Auctions

Specialized collections offered at Rumsey’s Westpex sale

May 8, 2014, 3 AM

Schuyler J. Rumsey Philatelic Auctions held a series of sales at the Westpex stamp show in San Francisco April 24-27.

Among the headliners was the Hugh Feldman collection of United States postal history relating to mail transportation along coastal and inland waterways.

Feldman won numerous gold medals worldwide for this collection, and his book on the subject, based on exhaustive research at the National Archives, won a large gold medal for philatelic literature in 2012.

The standout item in the sale was an attractive 1852 cover that traveled down the Ohio River from Cincinnati to Louisville, and then onward to its destination in Nashville.

At the time, mail could be posted directly on the steamboats that plied the river carrying mail under government contract. An agent would postmark letters with the name of the line; in this case, “Lou. & Cin. S.B. Mail Line”

Sometimes, such as when the route agent was also a member of the ship’s crew, a private purser marking would be applied; in this instance, “U.S. Mail Steamer/Telegraph No. 2/McLelland Master.”

Telegraph No. 2 was the name of the ship.

The cover, one of only three from this line showing such a combination, is franked with a 3¢ Washington stamp of 1851 (Scott 11A) tied by a red grid cancel.

It bested its presale estimate by nearly a factor of 10, realizing a remarkable $32,200, including the 15 percent buyer’s commission Rumsey adds to all realizations.

Other sessions of the Rumsey sale at Westpex included U.S. and worldwide stamps and postal history. One of the more extraordinary items was a 1776 folded letter from Rhode Island to London.

Endorsed “this letter is permitted to be forwarded in the Brig. Triton” and signed by Nicholas Cooke, the first governor of the state, it describes the activities of a Rev. Graves “since Independency has been proclaimed here.”
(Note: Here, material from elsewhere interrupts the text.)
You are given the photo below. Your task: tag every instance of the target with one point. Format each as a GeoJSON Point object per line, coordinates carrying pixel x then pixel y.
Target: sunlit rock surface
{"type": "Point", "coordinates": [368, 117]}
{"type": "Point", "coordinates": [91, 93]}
The Triton was a British ship that had been captured by the Americans and then allowed to travel home to Britain, carrying prisoners and some mail.

The letter is one of only two pieces of censored mail known from the Revolutionary War, and the only one to have traveled across the Atlantic, getting a “Liverpool Ship Lre” postmark on arrival. It sold for $31,050.

The William Litle collection of illustrated gun covers featured many colorfully cacheted envelopes documenting the American arms industry in the late 19th and early 20th centuries.

A multicolored advertising cover from 1908 depicting a boy shooting a rifle was produced by the J. Stevens Arms & Tool Co. of Chicopee Falls, Mass. Franked with a 1903 2¢ Washington Shield stamp (Scott 319) tied by a crisp wavy line flag cancel, the cover was described as “one of the rarest and most spectacular designs known.” It went for $4,887.50.

Among U.S. stamps in the Rumsey sale, a mint, never-hinged $2 orange-red and black Franklin of 1918 (Scott 523), said to be the only example graded 100-jumbo and called “without question the finest mint example … in existence,” sold for an impressive $19,550.

A portion of the John E. du Pont collection was also sold, including many full panes of 100 of early 20th-century U.S. stamps. A complete set of the Kansas-Nebraska overprints of 1929 (Scott 658-679) in panes of 100 sold for $46,000; a set of the first U.S. airmail stamps (C1-3) in full panes made $31,050 while their successors (C4-6) went for $37,375.

At the more affordable end of the spectrum was an eye-catching 1931 postcard from a special Graf Zeppelin flight to the North Pole.

Franked with a German 4-mark stamp issued specially for the flight (Scott C42) canceled at Friedrichshafen on July 24, the card received a commemorative cancel three days later when the airship rendezvoused with the Russian ice-breaker Malygin near the Arctic islands of Franz Josef Land.

The postcard traveled back on the zeppelin’s return to Germany and was forwarded to its addressee in New Jersey. It sold for $218.50.